A former Royal Marine has won more than £700,000 in compensation after suing the Ministry of Defence (MoD) over hearing loss caused by his military service.
James Barry, of Nottingham, claimed he was provided with inadequate protective equipment and suffered “hearing loss and tinnitus” due to exposure to “excessive noise” during his service between 2013 and 2017.
The 34-year-old had ambitions to become a medic in the Royal Navy’s Special Boat Service, but became a lorry driver after being medically discharged.
In his High Court claim, Mr Barry argued he was exposed to “incredibly loud” gunfire while on training exercises and had to cope with yellow foam earplugs that often fell out during vigorous physical activity.
His lawyers argued there had been a “systemic, widespread and prolonged breach of duty” by the MoD.
The ministry apologised to Mr Barry in court and accepted it had been negligent by failing to provide the father-of-two with suitable hearing protection.
But the MoD claimed the ex-marine was partly to blame for his hearing loss because he failed to always use equipment provided, and should receive less compensation.

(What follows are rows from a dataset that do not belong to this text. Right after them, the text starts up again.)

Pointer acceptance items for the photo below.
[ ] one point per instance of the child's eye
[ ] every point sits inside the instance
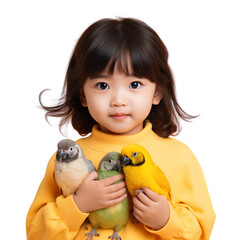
(135, 85)
(102, 86)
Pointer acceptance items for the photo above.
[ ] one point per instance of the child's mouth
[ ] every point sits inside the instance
(119, 116)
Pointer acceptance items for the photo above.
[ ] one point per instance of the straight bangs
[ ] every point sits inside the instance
(121, 47)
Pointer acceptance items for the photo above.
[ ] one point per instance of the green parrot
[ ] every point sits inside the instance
(115, 216)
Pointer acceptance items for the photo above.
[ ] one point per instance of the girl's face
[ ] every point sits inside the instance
(119, 103)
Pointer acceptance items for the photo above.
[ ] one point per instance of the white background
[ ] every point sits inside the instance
(37, 38)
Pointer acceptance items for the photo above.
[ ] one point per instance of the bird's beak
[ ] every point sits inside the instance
(61, 155)
(118, 166)
(126, 161)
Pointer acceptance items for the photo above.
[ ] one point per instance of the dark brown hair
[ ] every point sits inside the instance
(110, 42)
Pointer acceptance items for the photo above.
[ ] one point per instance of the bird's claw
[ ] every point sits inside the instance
(92, 233)
(115, 236)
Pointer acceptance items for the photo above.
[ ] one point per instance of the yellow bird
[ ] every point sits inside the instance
(140, 171)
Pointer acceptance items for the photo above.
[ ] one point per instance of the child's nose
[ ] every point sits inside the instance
(118, 99)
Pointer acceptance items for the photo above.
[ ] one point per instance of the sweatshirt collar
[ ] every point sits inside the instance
(102, 141)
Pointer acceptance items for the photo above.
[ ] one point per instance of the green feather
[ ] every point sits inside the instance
(115, 216)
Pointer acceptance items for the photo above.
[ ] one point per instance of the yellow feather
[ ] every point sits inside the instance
(145, 173)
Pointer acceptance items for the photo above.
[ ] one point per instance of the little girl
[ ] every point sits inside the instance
(119, 87)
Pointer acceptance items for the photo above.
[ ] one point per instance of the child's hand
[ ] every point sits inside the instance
(150, 208)
(95, 194)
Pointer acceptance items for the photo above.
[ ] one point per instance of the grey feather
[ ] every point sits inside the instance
(71, 166)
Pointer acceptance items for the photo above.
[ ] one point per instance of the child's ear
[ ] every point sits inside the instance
(157, 96)
(83, 99)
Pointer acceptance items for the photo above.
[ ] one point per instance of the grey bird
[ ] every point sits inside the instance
(71, 166)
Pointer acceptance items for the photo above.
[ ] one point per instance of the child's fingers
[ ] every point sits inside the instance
(116, 187)
(91, 176)
(151, 194)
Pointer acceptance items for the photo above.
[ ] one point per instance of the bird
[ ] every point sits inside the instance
(140, 171)
(117, 215)
(71, 166)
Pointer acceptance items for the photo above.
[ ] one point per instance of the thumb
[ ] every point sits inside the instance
(91, 176)
(151, 194)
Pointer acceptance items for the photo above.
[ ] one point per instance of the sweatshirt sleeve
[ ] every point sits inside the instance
(51, 215)
(191, 212)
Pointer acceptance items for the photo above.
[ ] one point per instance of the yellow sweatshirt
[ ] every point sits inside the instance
(51, 216)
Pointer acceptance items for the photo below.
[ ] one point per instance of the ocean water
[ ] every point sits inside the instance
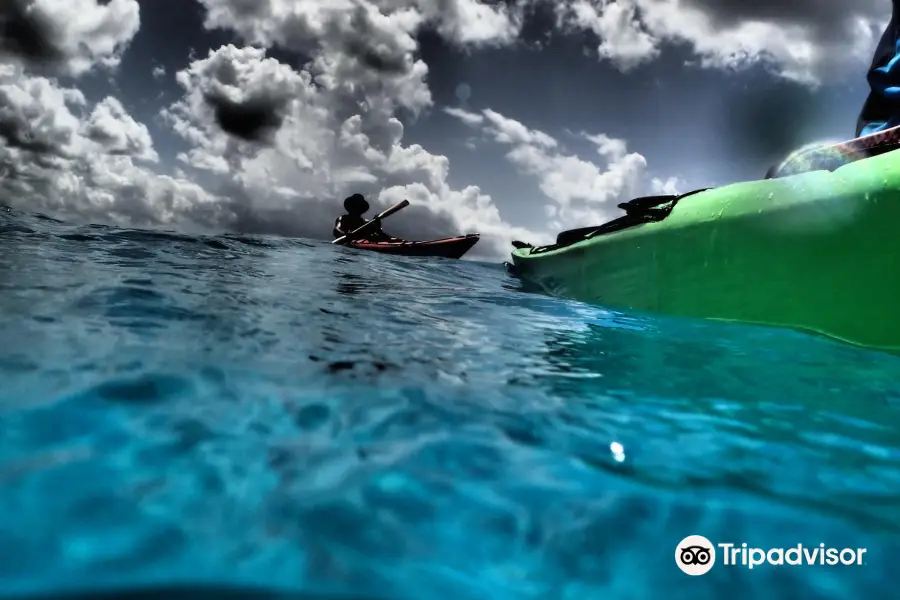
(247, 415)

Mr Barry’s lawyers argued at a hearing in London in January that he should be awarded around £1.5 million in damages, while the ministry said he should only get about £250,000.
In a ruling on Friday, Mr Justice Johnson said the ministry had not shown Mr Barry was at fault over the use of “deficient” equipment and awarded him £713,716 in damages.
The judge said the available hearing protection was “inadequate and incompatible with other equipment”, adding: “lamentably, it appears that nothing was done by the MoD to address the obvious and serious problem.”
Mr Barry first noticed a problem with his hearing after returning from a training exercise dubbed “black alligator” in the United States between August and October 2014, the court was previously told.
Harry Steinberg KC, for Mr Barry, also said in written arguments that there were “exercises during basic training where hearing protection was not worn (and could not be worn) at all”.
The black alligator exercise likely resulted in “much or all” of the ex-marine’s hearing loss, the judge said in his ruling, with it involving “flash bangs, flash crashes, grenades, and a general purpose machine gun which was operated within 10 metres of Mr Barry”.
The training at a “dummy town” in California to practise urban warfare at one point saw an F16 fighter fly at low level above Mr Barry, while gunfire reverberated off metal shipping containers used as mock buildings.
After the exercise the ex-marine noticed “a constant, high pitched noise which was intrusive, particularly at night”, the judge said.
Mr Barry’s lawyers claimed he received insufficient hearing protection training, that use of equipment was not properly enforced and the ear defenders and earplugs provided were incompatible with a helmet and using a radio.
Andrew Ward, for the MoD, argued Mr Barry’s practice of not wearing ear protection in his left ear when using the radio went against instructions and amounted to “contributory negligence”.
But Mr Justice Johnson ruled that there was no evidence it was Mr Barry’s fault that earplugs often fell out, noting that he was “far from alone” in experiencing this.
The judge added that Mr Barry was involved in exercises that were “highly complex, challenging and potentially dangerous, involving intense simulated warfare and high cognitive demands”.
“It is understandable that replacement of hearing protection in the midst of a firefight, simulated, but with a high degree of realism, was not always at the forefront of Mr Barry’s mind,” the judge added.
The judge also said it was “not unreasonable” that Mr Barry removed an earplug “in the light of the defective equipment” when using a radio, with it not amounting to a failure to comply with instructions.
He concluded: “The MoD admits that Mr Barry has suffered injury and loss as a result of exposure to excessive levels of noise and that this was due to the MoD’s negligence and breach of statutory duty. It has not shown that Mr Barry was at fault.
“Mr Barry is entitled to compensation for his losses, without any reduction for contributory negligence.”